Add these next three lines to the bottom of the file:

up "/etc/openvpn/up.sh br0"
down "/etc/openvpn/down.sh br0"
push "explicit-exit-notify 3"

Reboot your server to restart all networking equipment. 
This completes the VPN server configuration, now we need to configure our client. 

This step will explain how to install and configure the OpenVPN client on Ubuntu Linux. If you are using Windows, I have created a configuration guide in the next step. I would head over there now.

In a terminal on the client device enter:

sudo apt-get install network-manager-openvpn-gnome

Copy the certificates from Step 6 into the home directory.

Open the network manager by clicking System Settings > Network.

Press the + button at the bottom of the page and create a VPN Interface. Choose OpenVPN as the connection type and click Create.

Name your VPN in the Connection Name field. 
Enter the server's domain name you registered earlier in the gateway field. 
Open your client.crt file in the user certificate field.
Open the ca.crt file in the CA Certificate field.
Open the client.key file in the Private Key field. 

Click Advanced

In the general tab:

Check the Use LZO Data Compression checkbox
Check the Use a TAP device checkbox

In the security tab:

From the drop-down list in the cipher field, select AES-128-CBC.

In the TLS Authentication tab:

Check the Use additional TLS authentication checkbox.
Open the ta.key file from your home directory
Set the key direction to 1

Click Ok to save the Advanced Settings.

In the general tab:

Uncheck the All users may connect to this network checkbox.

Click Save to save your VPN settings. 
Turn the VPN connection on and you should be good to connect to your VPN. 

Now I will show the Windows users how to configure OpenVPN on the client PC. First, visit this link and download the OpenVPN client for your version of Windows.

Next, open My Computer and click on your C: drive. Navigate to Program Files> OpenVPN>sample-config. If you are using Windows Vista/7/8, open My Computer as administrator.

Copy the client file.
Go back one directory and click the config folder. Paste the client file in this directory. Also, paste the files you copied from the server earlier in this guide into this folder.

Open the client.ovpn file with notepad. Edit the following lines just like in the server.conf file.

Comment out the dev tun line
Uncomment the dev tap line and add a 0 to the end. The line should now say 'dev tap0'.

In the remote server line, enter the domain name of your server. Do not remove the remote word or the 1194. See the picture for clarification.

In the SSL/TLS section. Enter the names of your keys and certificates. In my example I enter:

ca.crt
client.crt
client.key
Please see my picture for further clarification on this step.

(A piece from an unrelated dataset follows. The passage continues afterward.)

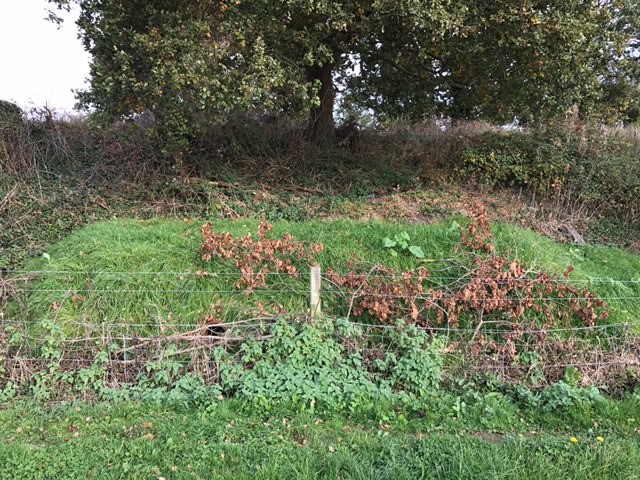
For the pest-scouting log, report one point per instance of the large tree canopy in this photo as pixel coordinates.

Uncomment the tls-auth ta.key 1 line.

Uncomment the cipher line and replace the x with AES-128-CBC. The line should now look like 'cipher AES-128-CBC'

Save the client file.

There should be a OpenVPN GUI icon on your desktop. Open this program. If you are using Windows Vista/7/8 open this program as administrator. The program will load the configuration file. To connect to your VPN, find the icon in the system tray. Right click it and click connect. The program should now connect you to your VPN server.